The MCP Server as a Product, Not a Script

A pattern repeats across teams new to MCP. Someone writes a server in an afternoon, demos it to the team, ships it to a couple of internal users. It works. Word spreads. Other teams ask for access. A customer mentions it would be useful in their workflow. Three months later, the server has fifty users and is "in production" — a word the original author would never have applied to it on day one.

The transition from "an interesting prototype on someone's laptop" to "a thing people depend on" is rarely deliberate. It happens because the artifact gets used, and the patterns of being used are the patterns of being a product. By the time anyone notices, the prototype has all the responsibilities of a product and none of the affordances. No SemVer story. No deprecation policy. No support contract. No runbook. No status page. Just a Node process on a VPS that everyone is now quietly relying on.

This post is the operational discipline that turns an MCP server from a script into a product. It is not exciting. It is the work that distinguishes systems that survive their first incident from systems that do not. Every item in this post is something you will eventually need; the question is whether you build it before the first need or after.

The closest neighbors in this series are the versioning post (the SemVer half) and the observability post (the telemetry half). This post is about the things around them — the operational shell.

What "product" means here

A definition before the discipline: a product is something a user (internal or external) can build on with confidence. They can predict what it will do, predict when it will change, predict who to call when it does not work, predict what they are entitled to in terms of uptime and support.

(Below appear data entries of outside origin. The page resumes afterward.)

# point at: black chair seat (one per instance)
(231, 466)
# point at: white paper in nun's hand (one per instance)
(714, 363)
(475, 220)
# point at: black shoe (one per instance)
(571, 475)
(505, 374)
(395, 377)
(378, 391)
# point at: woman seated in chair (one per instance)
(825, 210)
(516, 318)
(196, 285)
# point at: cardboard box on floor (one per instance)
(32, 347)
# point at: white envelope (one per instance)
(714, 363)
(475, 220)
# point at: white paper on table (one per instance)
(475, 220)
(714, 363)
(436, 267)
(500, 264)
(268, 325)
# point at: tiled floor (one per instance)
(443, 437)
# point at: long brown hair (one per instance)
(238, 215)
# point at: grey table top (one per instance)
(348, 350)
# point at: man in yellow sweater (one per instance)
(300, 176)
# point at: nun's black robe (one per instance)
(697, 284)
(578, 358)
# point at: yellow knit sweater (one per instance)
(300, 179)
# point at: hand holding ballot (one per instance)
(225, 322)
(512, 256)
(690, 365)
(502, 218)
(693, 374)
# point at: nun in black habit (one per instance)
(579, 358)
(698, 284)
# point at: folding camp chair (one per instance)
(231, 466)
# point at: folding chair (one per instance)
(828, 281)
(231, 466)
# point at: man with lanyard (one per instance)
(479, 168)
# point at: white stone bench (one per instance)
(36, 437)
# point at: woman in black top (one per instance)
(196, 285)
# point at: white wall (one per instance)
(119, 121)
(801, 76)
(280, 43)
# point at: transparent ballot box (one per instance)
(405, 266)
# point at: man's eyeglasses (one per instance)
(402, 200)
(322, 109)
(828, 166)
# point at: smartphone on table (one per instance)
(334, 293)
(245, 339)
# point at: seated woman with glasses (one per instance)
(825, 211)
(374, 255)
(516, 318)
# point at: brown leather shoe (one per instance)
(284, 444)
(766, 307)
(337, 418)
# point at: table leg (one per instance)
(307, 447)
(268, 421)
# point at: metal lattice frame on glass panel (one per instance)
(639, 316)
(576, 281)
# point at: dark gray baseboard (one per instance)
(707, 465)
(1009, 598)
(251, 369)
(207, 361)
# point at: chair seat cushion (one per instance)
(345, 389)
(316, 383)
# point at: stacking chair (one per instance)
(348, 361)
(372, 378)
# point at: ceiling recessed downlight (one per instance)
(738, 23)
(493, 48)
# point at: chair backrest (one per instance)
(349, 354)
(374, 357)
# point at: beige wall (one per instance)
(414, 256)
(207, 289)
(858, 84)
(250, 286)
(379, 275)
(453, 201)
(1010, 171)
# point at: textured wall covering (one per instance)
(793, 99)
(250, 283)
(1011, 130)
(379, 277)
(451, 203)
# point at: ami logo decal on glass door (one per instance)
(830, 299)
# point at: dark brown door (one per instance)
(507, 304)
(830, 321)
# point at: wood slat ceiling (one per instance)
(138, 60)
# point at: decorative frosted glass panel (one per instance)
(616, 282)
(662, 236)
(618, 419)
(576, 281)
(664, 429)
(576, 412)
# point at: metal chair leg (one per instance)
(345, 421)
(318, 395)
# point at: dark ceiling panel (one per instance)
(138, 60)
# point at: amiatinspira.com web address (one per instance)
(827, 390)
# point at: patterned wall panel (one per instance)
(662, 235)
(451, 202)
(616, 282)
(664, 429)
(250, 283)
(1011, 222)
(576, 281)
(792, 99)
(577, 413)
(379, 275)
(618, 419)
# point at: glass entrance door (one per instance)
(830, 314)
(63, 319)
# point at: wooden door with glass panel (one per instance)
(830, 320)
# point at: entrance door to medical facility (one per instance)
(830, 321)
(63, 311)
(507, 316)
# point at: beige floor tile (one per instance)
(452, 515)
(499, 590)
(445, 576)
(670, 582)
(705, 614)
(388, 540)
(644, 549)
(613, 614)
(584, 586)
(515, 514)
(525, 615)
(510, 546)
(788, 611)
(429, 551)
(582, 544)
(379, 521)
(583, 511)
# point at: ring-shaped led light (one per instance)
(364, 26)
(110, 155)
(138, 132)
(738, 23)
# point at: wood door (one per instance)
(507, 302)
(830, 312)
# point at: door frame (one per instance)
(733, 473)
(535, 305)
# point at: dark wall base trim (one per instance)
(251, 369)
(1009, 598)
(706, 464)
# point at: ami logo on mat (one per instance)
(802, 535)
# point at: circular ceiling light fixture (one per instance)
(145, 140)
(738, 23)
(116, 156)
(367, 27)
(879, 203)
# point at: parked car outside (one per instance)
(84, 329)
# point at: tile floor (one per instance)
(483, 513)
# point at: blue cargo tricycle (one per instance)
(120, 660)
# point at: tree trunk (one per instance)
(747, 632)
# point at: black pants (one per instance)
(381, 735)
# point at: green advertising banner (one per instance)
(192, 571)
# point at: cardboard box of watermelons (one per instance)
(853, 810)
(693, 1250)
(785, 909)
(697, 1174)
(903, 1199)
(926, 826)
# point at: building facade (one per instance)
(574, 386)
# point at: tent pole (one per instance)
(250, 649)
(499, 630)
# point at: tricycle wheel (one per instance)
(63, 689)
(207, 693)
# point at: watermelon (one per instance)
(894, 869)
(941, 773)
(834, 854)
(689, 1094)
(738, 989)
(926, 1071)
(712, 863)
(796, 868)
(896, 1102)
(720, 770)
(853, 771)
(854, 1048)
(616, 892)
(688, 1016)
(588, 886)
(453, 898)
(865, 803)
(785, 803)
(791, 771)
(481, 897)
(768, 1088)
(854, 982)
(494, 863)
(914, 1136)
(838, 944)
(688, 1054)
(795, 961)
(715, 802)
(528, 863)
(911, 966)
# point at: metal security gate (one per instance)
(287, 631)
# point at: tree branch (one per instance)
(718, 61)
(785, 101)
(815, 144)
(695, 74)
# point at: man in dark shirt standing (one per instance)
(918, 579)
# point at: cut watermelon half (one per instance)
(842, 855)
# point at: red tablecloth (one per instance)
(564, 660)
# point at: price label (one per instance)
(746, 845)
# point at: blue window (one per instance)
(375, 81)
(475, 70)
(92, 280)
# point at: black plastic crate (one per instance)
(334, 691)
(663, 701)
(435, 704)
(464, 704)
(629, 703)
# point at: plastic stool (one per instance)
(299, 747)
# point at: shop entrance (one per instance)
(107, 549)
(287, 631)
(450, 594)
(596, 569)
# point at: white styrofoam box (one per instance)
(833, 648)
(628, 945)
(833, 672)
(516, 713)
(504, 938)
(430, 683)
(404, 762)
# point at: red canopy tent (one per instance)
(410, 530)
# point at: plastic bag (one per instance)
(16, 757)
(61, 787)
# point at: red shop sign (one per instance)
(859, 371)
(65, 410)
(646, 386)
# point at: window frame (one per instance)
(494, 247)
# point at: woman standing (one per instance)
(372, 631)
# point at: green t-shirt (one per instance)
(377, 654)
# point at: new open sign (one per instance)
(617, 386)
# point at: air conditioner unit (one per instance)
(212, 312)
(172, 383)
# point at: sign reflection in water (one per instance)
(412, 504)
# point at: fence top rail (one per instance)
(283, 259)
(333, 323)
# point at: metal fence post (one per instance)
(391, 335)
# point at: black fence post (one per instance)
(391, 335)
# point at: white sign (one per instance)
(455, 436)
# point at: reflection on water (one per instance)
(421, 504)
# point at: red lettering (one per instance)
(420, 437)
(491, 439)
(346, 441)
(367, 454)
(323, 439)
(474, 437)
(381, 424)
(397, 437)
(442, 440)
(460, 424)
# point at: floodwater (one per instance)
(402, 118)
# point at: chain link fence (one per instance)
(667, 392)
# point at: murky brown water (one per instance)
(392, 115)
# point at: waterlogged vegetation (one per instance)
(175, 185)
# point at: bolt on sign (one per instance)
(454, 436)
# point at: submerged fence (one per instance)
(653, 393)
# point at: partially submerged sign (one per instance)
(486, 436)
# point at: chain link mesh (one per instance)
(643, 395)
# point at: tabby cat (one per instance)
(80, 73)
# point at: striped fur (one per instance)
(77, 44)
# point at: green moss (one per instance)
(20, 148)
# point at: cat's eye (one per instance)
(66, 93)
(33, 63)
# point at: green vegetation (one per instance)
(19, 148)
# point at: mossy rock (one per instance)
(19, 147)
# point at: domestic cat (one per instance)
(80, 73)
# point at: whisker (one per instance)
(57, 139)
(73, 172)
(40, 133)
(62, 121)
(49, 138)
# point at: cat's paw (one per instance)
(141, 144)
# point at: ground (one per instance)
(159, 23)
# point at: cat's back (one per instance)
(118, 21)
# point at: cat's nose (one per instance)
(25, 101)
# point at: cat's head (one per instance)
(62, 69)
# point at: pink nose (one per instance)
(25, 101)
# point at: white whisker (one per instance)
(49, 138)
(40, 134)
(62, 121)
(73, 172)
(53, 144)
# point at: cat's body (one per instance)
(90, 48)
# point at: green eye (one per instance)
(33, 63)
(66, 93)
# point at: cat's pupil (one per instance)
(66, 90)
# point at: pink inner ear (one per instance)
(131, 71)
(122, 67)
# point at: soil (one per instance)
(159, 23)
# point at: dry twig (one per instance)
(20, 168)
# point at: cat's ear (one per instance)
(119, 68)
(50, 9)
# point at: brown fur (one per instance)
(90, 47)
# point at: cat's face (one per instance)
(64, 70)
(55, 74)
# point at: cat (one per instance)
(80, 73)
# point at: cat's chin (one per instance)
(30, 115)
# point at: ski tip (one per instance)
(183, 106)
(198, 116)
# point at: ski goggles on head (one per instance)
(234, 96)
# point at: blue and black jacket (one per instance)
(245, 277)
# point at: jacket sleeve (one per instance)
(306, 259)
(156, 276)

A script is something where none of those predictions are reliable. It might work, it might not. It might change tomorrow without warning. The author might be on vacation when it breaks.

Most MCP servers in the wild are scripts being treated as products by their users. The user does not know which they are using. The author does not always know either. The drift from one to the other is the source of most operational pain.

The work below is what closes that gap.

SemVer as the contract surface

The versioning post covered the mechanics; this is about the commitment.

When you publish a version number, you are making a promise. SemVer's promise is structured:

Major version change: I have made breaking changes. You may need to do work to upgrade.
Minor version change: I have added things. You should not need to do anything.
Patch version change: I have fixed bugs. You should pick this up at your earliest convenience.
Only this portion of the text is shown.